Optimal compressive indexes are not computable (being equivalent to AI), so the efficient approximation strategies people come up with tend to be diverse, colorful, and sometimes impractical. Tangentially, some flavors have excellent write performance. It is not a trivial algorithm problem but there are a few design families that generalize well to real databases engines. I wouldn't describe this as a fully solved problem but many ordinary cases are covered.
There isn't much incentive to design a relational database engine that can use these types of indexes, since the types of workloads and data models that recommend them usually aren't relational. Someone could, there just isn't much incentive. It is more de rigueur for graph, spatiotemporal, and some types of analytical databases, where there is no other practical option if scalability matters at all.
It's definitely possible, and can make a lot of sense -- MyRocks/RocksDB for MySQL seems like an interesting and well designed system to me. It is fairly natural to compare MyRocks to InnoDB, since they're both MySQL storage engines. That kind of comparison is usually far more useful than an abstract comparison that ignores the practicalities of concurrency control and recovery.
The fact that MyRocks doesn't use B+Trees seems like half the story. Less than half, even. The really important difference between MyRocks and InnoDB is that MyRocks uses log-structured storage (one LSM tree for everything), while InnoDB uses a traditional write-ahead log with checkpoints, and with logical UNDO. There are multiple dimensions to optimize here, not just a single dimension. Focusing only on time/speed is much too reductive. In fact, Facebook themselves have said that they didn't set out to improve performance as such by adopting MyRocks. The actual goal was price/performance, particularly better write amplification and space amplification.
Databases designed to query large amounts of data tend to rely on partition key to allow parallel workloads (i.e. map reduce). And this partition data is stored like hash index.
To go big picture; I'm kind of glad databases are largely like cars in this respect, in ways that other software tooling isn't.
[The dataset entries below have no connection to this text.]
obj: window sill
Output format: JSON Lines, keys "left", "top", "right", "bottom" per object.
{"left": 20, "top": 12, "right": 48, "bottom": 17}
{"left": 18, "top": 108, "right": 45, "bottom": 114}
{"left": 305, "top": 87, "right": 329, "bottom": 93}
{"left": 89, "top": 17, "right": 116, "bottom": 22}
Which is to say they're frequently good enough such that the human working with them on whatever level can safely not know a lot of these details and get a LOT done. Kudos to whoever deserves them here.
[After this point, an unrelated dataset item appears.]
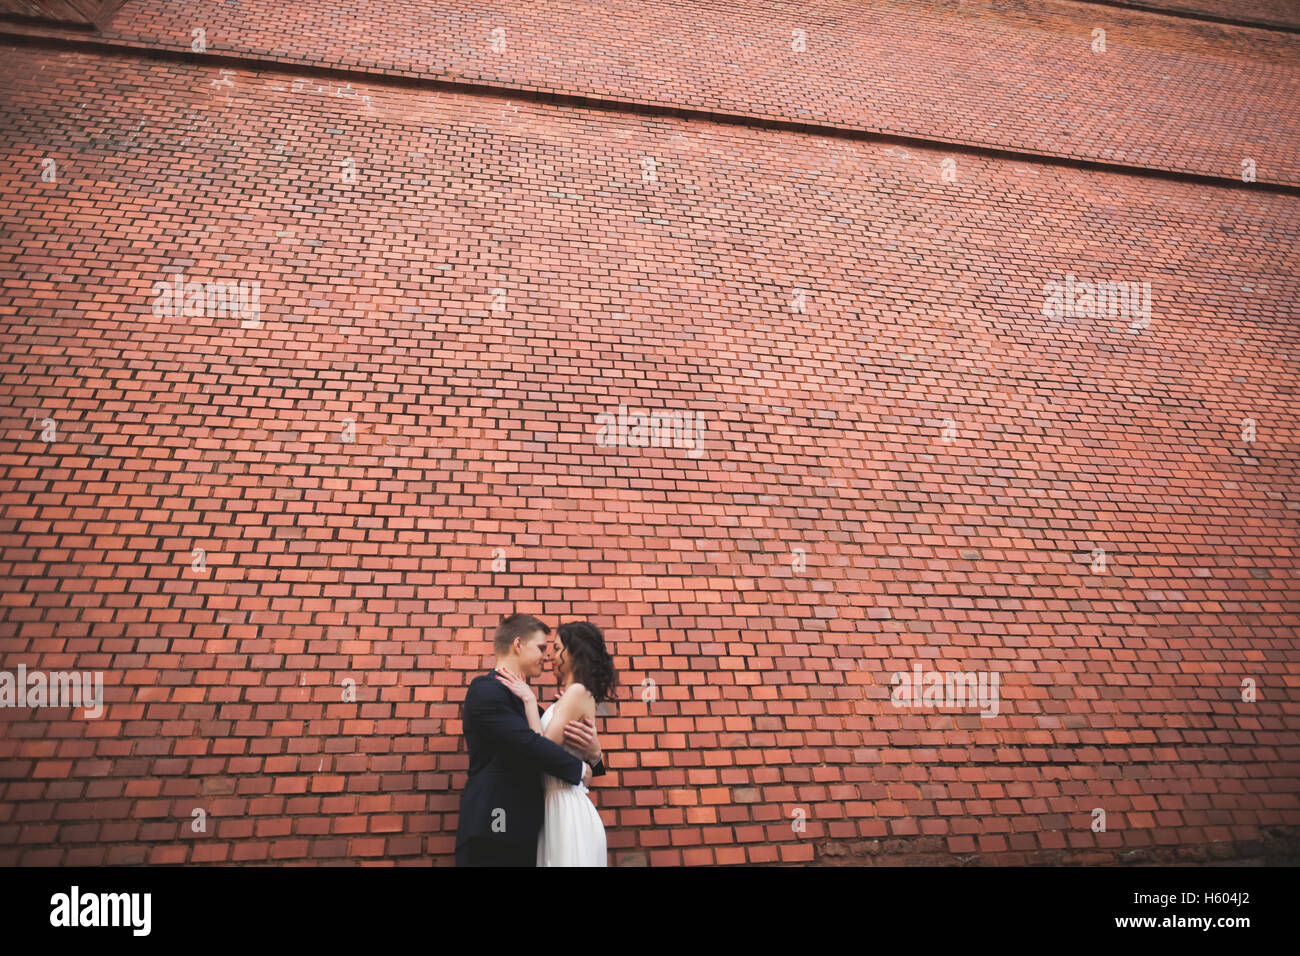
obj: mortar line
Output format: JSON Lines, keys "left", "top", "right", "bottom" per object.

Isn't that true for almost all software? You only need to know the implementation of a small subset of parts. I would say databases are worse since you need to know how they are implemented else you will start making O(rows) queries or doing other inefficient stuff.
Going broadly (which is all I can do because I teach this stuff and don't build in depth) -- "the database" is the part I can most easily "abstract" away as if it were walled off?
As opposed to aspirationally discrete classifications that end up being porous, e.g. MVC, "Object Oriented" etc.
If possible, would be great to get Mark Brooker (Principal at AWS) to provide some notes on bridging the gap between CAP theorem and how AWS relaxes constraints for building out Elastic Block Storage (EBS).